Lea memekik saat Leon tiba-tiba mendorongnya dan jatuh terbaring di atas ranjang. Leon memaksa untuk melepas jubah dan gaun tidur Lea. hal itu tentu saja ditolak oleh Lea. Ia tidak mau sampai Leon melihat tubuh telanjangnya.
“Apa yang kau lakukan Lea? apa kau benar-benar ingin melihat semua orang yang kau sayangi mati?” tanya Leon keras.
“Aku tidak mau. Tapi aku juga tidak mau membuat dosa.”
“Dosa apa yang kau maksud? Kita tidak akan berbuat dosa apa pun. Kita hanya akan bersenang-senang.”
“Tapi bersenang-senang yang kamu maksud adalah berbuat dosa. kita bukan suami istri, dan kita tidak boleh melakukan hal buruk itu.”
Leon tertawa keras. tangannya terulur dan mengusap lembut pipi Lea. “Hei, kita baru saja mendapatkan pemberkatan dan mendatangani berkas pernikahan. Kini kita sudah resmi menjadi suami istri. Jadi, bukanlah dosa jika sepasang suami istri melakukan percintaan yang panas di atas ranjang.”
Lea tertegun. “A-apa?”
“Sayang sekali, kau sama sekali tidak belajar dari pengalaman. Seharusnya kau lebih berhati-hati, Lea. Karena salah satu langkah saja, sudah dipastikan kau akan jatuh terperosok pada jurang yang dalam.”
Lea menggigit bibirnya. Tidak. Apa yang sebenarnya yang ia lakukan.
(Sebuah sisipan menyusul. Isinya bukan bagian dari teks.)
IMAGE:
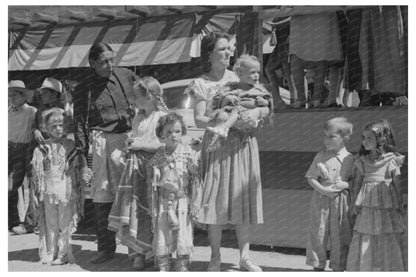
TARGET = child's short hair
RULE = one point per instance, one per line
(149, 85)
(242, 62)
(170, 118)
(51, 113)
(340, 125)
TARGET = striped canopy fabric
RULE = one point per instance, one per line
(156, 40)
(43, 42)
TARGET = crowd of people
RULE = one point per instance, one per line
(325, 53)
(150, 190)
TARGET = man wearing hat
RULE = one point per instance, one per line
(21, 119)
(50, 93)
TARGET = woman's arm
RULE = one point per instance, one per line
(397, 187)
(328, 191)
(201, 120)
(142, 145)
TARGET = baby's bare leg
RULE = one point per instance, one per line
(223, 122)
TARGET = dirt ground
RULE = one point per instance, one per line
(23, 255)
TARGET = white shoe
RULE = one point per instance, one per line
(138, 263)
(214, 265)
(247, 265)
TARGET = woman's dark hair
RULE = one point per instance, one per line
(170, 118)
(97, 49)
(380, 129)
(207, 46)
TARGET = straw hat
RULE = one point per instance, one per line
(51, 83)
(18, 85)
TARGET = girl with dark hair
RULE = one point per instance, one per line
(102, 115)
(377, 235)
(129, 216)
(230, 193)
(173, 175)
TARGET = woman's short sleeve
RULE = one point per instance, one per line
(358, 165)
(197, 91)
(395, 164)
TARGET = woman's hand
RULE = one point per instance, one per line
(133, 144)
(38, 137)
(86, 175)
(250, 118)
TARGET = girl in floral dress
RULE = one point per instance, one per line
(58, 195)
(378, 231)
(129, 216)
(172, 177)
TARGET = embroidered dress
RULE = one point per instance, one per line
(55, 176)
(130, 215)
(230, 192)
(173, 178)
(376, 244)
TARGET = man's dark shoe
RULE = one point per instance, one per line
(21, 229)
(102, 257)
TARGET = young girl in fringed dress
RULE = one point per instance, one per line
(172, 178)
(129, 216)
(57, 193)
(378, 231)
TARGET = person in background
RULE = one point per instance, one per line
(279, 59)
(331, 176)
(314, 43)
(50, 93)
(103, 114)
(21, 120)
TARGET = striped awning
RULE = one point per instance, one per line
(42, 41)
(156, 40)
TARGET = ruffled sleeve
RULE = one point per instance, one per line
(395, 164)
(313, 171)
(197, 91)
(358, 165)
(38, 173)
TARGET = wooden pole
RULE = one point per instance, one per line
(258, 34)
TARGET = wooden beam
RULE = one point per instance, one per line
(78, 15)
(43, 17)
(107, 13)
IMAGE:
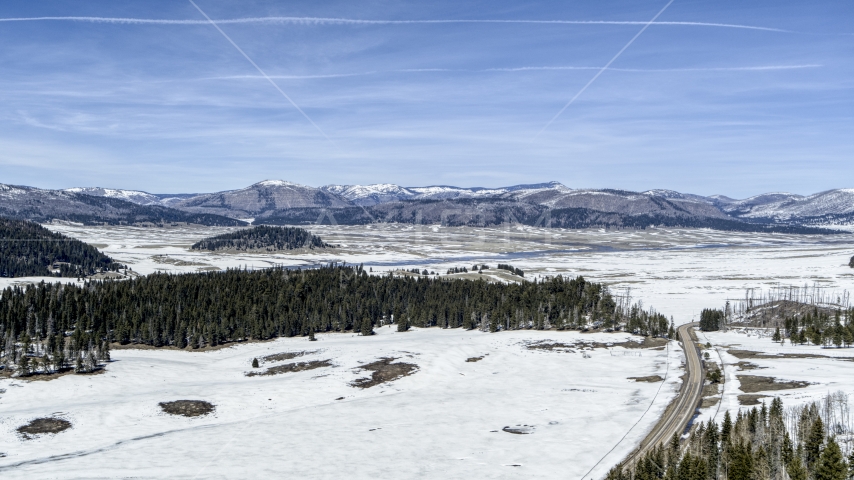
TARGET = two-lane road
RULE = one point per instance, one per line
(682, 409)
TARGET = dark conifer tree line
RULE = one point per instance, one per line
(28, 249)
(208, 309)
(819, 327)
(762, 444)
(264, 238)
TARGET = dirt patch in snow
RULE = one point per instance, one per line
(280, 357)
(646, 342)
(42, 426)
(710, 390)
(561, 347)
(384, 371)
(520, 429)
(750, 399)
(292, 367)
(187, 408)
(755, 383)
(743, 354)
(43, 377)
(742, 365)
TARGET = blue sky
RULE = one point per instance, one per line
(420, 94)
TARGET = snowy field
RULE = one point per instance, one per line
(446, 420)
(827, 370)
(677, 271)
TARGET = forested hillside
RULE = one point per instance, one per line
(212, 308)
(28, 249)
(762, 443)
(262, 238)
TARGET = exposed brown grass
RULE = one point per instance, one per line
(384, 371)
(292, 367)
(750, 399)
(187, 408)
(755, 383)
(41, 426)
(279, 357)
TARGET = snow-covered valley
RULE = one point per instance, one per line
(445, 420)
(679, 272)
(570, 408)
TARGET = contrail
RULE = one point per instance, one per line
(602, 69)
(354, 21)
(276, 86)
(757, 68)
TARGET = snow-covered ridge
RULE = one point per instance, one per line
(387, 192)
(134, 196)
(785, 206)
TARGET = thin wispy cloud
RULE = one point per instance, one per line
(613, 59)
(757, 68)
(276, 86)
(321, 21)
(425, 93)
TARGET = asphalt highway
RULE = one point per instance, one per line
(681, 410)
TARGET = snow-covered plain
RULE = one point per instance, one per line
(677, 271)
(830, 372)
(444, 421)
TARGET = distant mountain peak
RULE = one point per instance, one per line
(276, 183)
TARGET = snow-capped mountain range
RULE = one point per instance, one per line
(279, 201)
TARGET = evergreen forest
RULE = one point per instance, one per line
(262, 238)
(820, 328)
(56, 322)
(28, 249)
(761, 444)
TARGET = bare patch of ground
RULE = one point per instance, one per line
(42, 426)
(750, 399)
(167, 260)
(292, 367)
(647, 342)
(561, 347)
(742, 365)
(280, 357)
(384, 371)
(710, 390)
(187, 408)
(755, 383)
(43, 377)
(649, 379)
(742, 354)
(520, 429)
(206, 348)
(771, 314)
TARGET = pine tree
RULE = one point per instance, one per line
(741, 463)
(812, 447)
(796, 469)
(726, 428)
(367, 327)
(831, 465)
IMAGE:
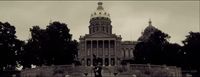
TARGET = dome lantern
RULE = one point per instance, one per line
(100, 12)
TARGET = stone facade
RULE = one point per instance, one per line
(130, 70)
(101, 43)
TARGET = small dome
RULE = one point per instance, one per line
(100, 12)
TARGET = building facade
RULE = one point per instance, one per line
(101, 43)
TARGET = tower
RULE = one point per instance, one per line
(100, 21)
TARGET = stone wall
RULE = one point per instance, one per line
(131, 70)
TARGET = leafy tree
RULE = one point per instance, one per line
(157, 50)
(53, 45)
(9, 47)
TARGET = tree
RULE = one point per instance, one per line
(33, 49)
(53, 45)
(157, 50)
(9, 47)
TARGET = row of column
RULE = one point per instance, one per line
(91, 54)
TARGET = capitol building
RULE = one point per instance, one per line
(101, 43)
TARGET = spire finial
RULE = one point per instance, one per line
(150, 23)
(100, 3)
(100, 6)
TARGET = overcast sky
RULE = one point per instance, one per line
(129, 18)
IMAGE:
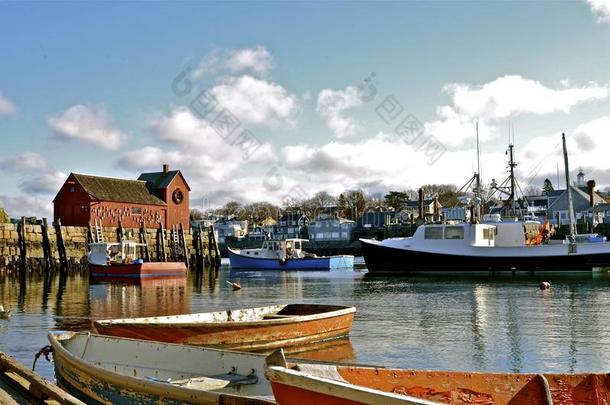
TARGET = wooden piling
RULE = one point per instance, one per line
(161, 252)
(46, 247)
(61, 247)
(185, 251)
(214, 246)
(144, 240)
(201, 256)
(120, 232)
(21, 243)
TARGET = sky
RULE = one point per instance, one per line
(276, 101)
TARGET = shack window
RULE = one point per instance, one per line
(433, 232)
(489, 233)
(454, 232)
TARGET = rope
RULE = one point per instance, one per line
(46, 351)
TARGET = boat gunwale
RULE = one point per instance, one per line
(146, 321)
(137, 384)
(338, 389)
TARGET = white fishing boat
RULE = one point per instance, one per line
(286, 254)
(108, 370)
(495, 245)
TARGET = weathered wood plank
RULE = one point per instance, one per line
(31, 384)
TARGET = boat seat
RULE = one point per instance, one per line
(215, 382)
(276, 316)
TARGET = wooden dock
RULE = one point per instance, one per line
(20, 385)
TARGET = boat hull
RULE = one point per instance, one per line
(260, 335)
(105, 370)
(330, 384)
(239, 261)
(149, 270)
(381, 259)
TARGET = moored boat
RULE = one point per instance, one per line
(250, 329)
(109, 370)
(119, 260)
(286, 255)
(295, 384)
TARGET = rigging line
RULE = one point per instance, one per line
(538, 166)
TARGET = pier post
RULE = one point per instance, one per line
(22, 245)
(46, 247)
(120, 232)
(61, 247)
(161, 252)
(213, 245)
(144, 239)
(185, 251)
(202, 259)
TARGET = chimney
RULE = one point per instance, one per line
(590, 187)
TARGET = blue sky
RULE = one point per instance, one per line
(87, 87)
Tidak mungkin. Tidak mungkin jika dirinya kini sudah berstatus sebagai istri dari pria jahat ini. “Apa pun yang kau pikirkan saat ini, aku tidak peduli, Lea. hal yang aku inginkan saat ini adlaah, kau harus menyerahkan dirimu sepenuhnya padaku. Karena kini, aku benar-benar sudah memilikimu.”
Tanpa bisa menolak. Lea benar-benar jatuh dan menjadi milik Leon seutuhnya. Malam itu, dengan sentuhan berpengalaman Leon, Lea kehilangan sesuatu yang paling berharga dalam hidupnya, sekaligus mengenal sesuatu yang baru. Sesuatu itu tak lain adalah sensasi aneh yang membuatnya melayang ke awang-awang dengan begitu hebatnya. Lea sendiri tidak mengerti. Padahal awalnya terasa sangat menyiksa karena terasa sakit, tapi kenapa pada akhirnya sensasi menakjubkan itu yang terasa?
Sensasi itu pula yang sukses membuatnya begitu lelah. Saat ini saja, Lea terengah karena begitu lelah. Tangan Lea mulai mengusap kedua matanya berulang kali, dan baru berhenti saat Leon menahan keduanya. “Mengantuk?” tanya Leon lembut.
Lea hanya mengangguk dengan kedua matanya yang menyorot sayu. Leon mencium pipi Lea lalu berbisik, “Tidurlah. Untuk malam ini cukup sampai di sini. Persiapkan dirimu untuk hari-hari berikutnya, yang kupastikan akan lebih panas daripada malam ini.”
Lea tak bisa mendengar suara Leon dengan jelas, karena dirinya telah terlebih dahulu terlelap dalam buaian lembut Leon. Dalam tidurnya, Lea menangis dan menyesali keputusannya. Keputusan yang pada akhirnya membuatnya tak akan lagi bisa bersama dengan Dante, sosok yang telah menempati hatinya.